Mia était fascinée par ces grands draps colorés décorés de jolis motifs dorés aux formes arrondies, qui s'enroulaient autour de la courtisane en se chevauchant les uns les autres et s'étendaient jusqu'au plancher.

Gaïa semblait perdue. Elle regarda autour d'elle sans comprendre ce décor sombre et souterrain. L'analyse de données comportementales qui la régissait plaçait dans son regard un désarroi muet qui dura un long moment, pendant lequel Mia ne sut pas quoi faire.

Finalement, les nombreux éléments biographiques qui témoignaient du tempérament hardi de Gaïa furent appliqués et elle prit les devants.

— Eh bien, lança-t-elle à Mia, tu pourrais peut-être me dire ce qu'il se passe, au lieu de me regarder ainsi ! La dernière chose dont je crois me souvenir est mon retour d'une partie de chasse avec le tsar et son entourage, et me voilà ici.

« La partie de chasse avec le tsar ! se dit Mia. Ça figure dans sa biographie. J'ai donc créé une version d'elle à 33 ans. »

— Toujours pas de réponse ? s'agaça Gaïa. Tu m'as enlevée pour m'amener ici, c'est cela ? Tu m'as fait boire quelque chose pour m'endormir ? Et tu pourrais aussi en profiter pour me dire qui tu es, cela ne t'arrachera pas la bouche. Eh bien alors ? Tu as perdu ta langue ?

— Oh, non, elle est toujours là, répondit enfin Mia, je crains simplement que tu ne me comprennes pas. Je doute que tu y voies plus clair si je te parle de génération d'intelligence artificielle sous forme holographique.

— Que... Comment ?

— Tu vas peut-être avoir du mal à le croire, mais je suis presque aussi perdue que toi. Créer une IA est un travail infiniment complexe, même pour moi qui en suis une. Il me faudrait des années entières d'apprentissage pour y parvenir – raison pour laquelle je suis apprentie modeleuse.
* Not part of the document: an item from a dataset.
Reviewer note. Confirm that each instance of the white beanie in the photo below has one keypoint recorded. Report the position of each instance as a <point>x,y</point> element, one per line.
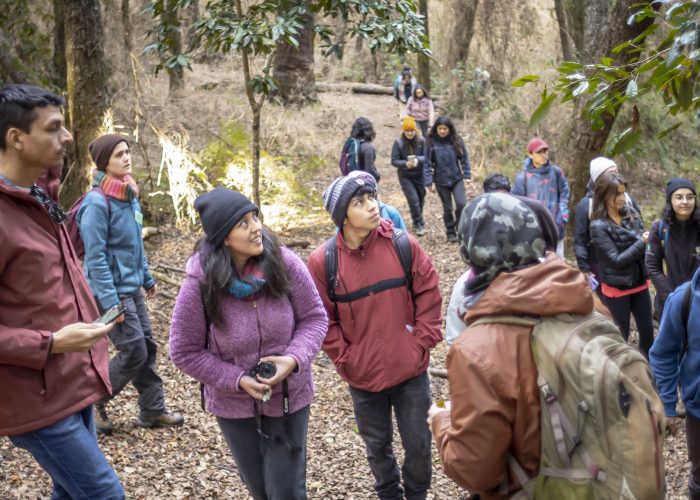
<point>599,166</point>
— Je confirme, je ne comprends rien, dit Gaïa. Ce n'est peut-être pas la peine de...

— J'ai pourtant entendu parler de recherches visant à rendre certaines IA capables de générer d'autres IA aussi performantes qu'elles, continua Mia. Mais pour l'instant, à ma connaissance, ça n'a pas abouti. Toutes les IA complexes sont encore programmées par des humains. Je n'aurais pas dû pouvoir te créer. En somme, moi non plus, je ne comprends pas ce que tu fabriques ici.

— Tu aurais pu commencer par là, alors, au lieu d'inventer tous ces mots qui n'ont aucun sens ! Bon, je ne sais pas ce que je fais là, tu ne sais pas ce que je fais là, nous voilà bien avancées. Peux-tu au moins me dire où nous sommes ? Enfin, non, tout compte fait, tais-toi. Indique-moi simplement la sortie, je me débrouillerai.

— Je doute que tu arrives à te débrouiller seule dehors, argua Mia. Les choses sont un peu... différentes de ce que tu connais.

— Ah oui ? s'énerva Gaïa. Eh bien, parmi les choses que je connais, figure-toi qu'il y a le tsar de Russie en personne, alors je pense pouvoir m'en sortir, merci beaucoup. Montre-moi juste le chemin vers l'extérieur. J'irai m'adresser au relais de poste le plus proche.

— Il n'y a plus de tsar. Quant au relais de poste, je ne sais même pas ce que c'est. J'ai encore beaucoup d'ouvrages du Temps des Légendes à assimiler.

— Comment ça, plus de tsar ?

— Bon, je vais essayer de t'expliquer. Ça risque de prendre pas mal de temps.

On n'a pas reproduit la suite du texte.